Survey Overview
The following information was originally published in the 2023 Summary Report (available on the home page).
Introduction
California relies on the Sacramento-San Joaquin Delta, the largest estuary on the west coast, that serves as a hub for freshwater resources distributed across the state, a biodiverse ecosystem, productive agricultural land, and a crossroads for statewide infrastructure and transportation networks. Historic towns, cultural resources, and recreational opportunities pepper the rural interior Delta, which lies only miles away from the significant metropolitan areas that make up the urban Delta perimeter. In 2009, the Delta Reform Act created the Delta Stewardship Council to advance California’s “coequal goals” for the Delta: “a more reliable statewide water supply and a resilient Delta ecosystem – in a manner that protects and enhances the unique characteristics of the Delta as an evolving place where people live, work, and recreate” (Wat. Code, § 85000 et seq.). The Council houses the Delta Science Program, which is tasked with providing the best possible scientific information to inform water and environmental management decisions for the Delta that aim to advance the coequal goals.
Despite statutory guidance calling for a complex balance of competing needs in the estuary and science-informed decision-making, the social and human dimensions of the Delta have been vastly understudied to date, in comparison to the physical and ecological components of the system (Bidenweg; Delta Independent Science Board, Monitoring Enterprise Review; Delta Independent Science Board, Review of Research on the Sacraemnto-San Joaquin Delta as an Evolving Place). While decades of monitoring the ecological health of the system have informed management approaches for ecosystem recovery, there has been significantly less attention to monitoring or evaluating the social health of the estuary, including how people influence ecological outcomes of interest.
In contexts like the Delta where people deeply impact and are impacted by the state of the natural system, understanding the people who live, work, play and depend on the environment is essential to developing effective and equitable management approaches. Moreover, people are at the heart of designing, supporting and implementing estuary recovery and resilience- building efforts, which are necessary in order to meet the state’s coequal goals for the Delta. Understanding and tracking change in the human dimensions of the estuary– such as residents’ opinions on regional priorities and concerns, stewardship behaviors, and experiences– will be essential to achieving the coequal goals.
The development of the 2023 Delta Residents Survey is one of multiple recent efforts supported by the Delta Stewardship Council’s Social Science Integration Team and the Bay-Delta Social Science Community of Practice to begin better understanding and incorporating the human dimensions of the Delta into decision making. The Delta Residents Survey (DRS) was designed by a team of social science researchers working closely with Delta Stewardship Council staff, other partner state and local agencies, and community partners.

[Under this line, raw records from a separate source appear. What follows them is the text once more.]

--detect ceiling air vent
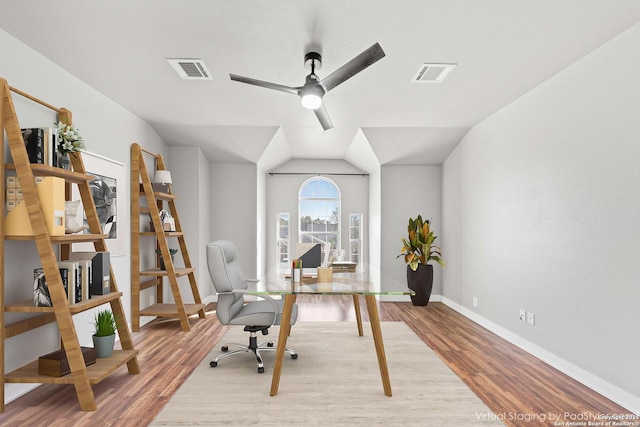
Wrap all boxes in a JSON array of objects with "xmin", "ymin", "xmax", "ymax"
[
  {"xmin": 412, "ymin": 63, "xmax": 456, "ymax": 83},
  {"xmin": 166, "ymin": 58, "xmax": 212, "ymax": 80}
]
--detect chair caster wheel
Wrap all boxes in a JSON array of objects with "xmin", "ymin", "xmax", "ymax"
[
  {"xmin": 267, "ymin": 342, "xmax": 274, "ymax": 347},
  {"xmin": 258, "ymin": 367, "xmax": 264, "ymax": 373},
  {"xmin": 210, "ymin": 361, "xmax": 218, "ymax": 368},
  {"xmin": 221, "ymin": 346, "xmax": 228, "ymax": 352},
  {"xmin": 291, "ymin": 354, "xmax": 298, "ymax": 359}
]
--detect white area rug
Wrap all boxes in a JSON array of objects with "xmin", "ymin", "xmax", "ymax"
[{"xmin": 151, "ymin": 322, "xmax": 503, "ymax": 426}]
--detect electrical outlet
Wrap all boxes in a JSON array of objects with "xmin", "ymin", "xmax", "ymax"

The DRS had four substantive research aims:
- Characterize residents’ sense of place;
- Assess well-being of a diverse and evolving population living in the region;
- Understand residents’ experiences and perceptions of environmental and climate changes across the estuary;
- Evaluate residents’ civic engagement and perceptions of governance in the region.
The data were collected via a survey (available online and print version), with survey invitations sent by mail to a random sample of 82,000 households in the rural “Primary Zone” of the Delta (survey Zone 1), the suburban and urban “Secondary Zone” of the Delta (survey Zone 2) and Delta-adjacent “EJ Communities” in South Sacramento and South Stockton (survey Zone 3). The survey was available in English and Spanish. The survey included 43 multiple choice and short response questions, based on well-tested survey questions with input from the survey advisory group and Delta community members to ensure questions were appropriately locally tailored. See Table 1 below for a summary of the survey sections and Appendix A for the full survey tool.
A total of 2,208 usable responses were received, constituting a 2.9% response rate, which is better than recent average response rates for randomized household surveys (CSU Institute for Social Research), and a margin of error of plus or minus 2.1%, given a 95% confidence interval. Survey analyses are based on weighted data to ensure results reflect demographically-representative sentiments. All details on methodology for survey design, distribution, data weighting and analysis can be found in Appendix B [of the Summary Report].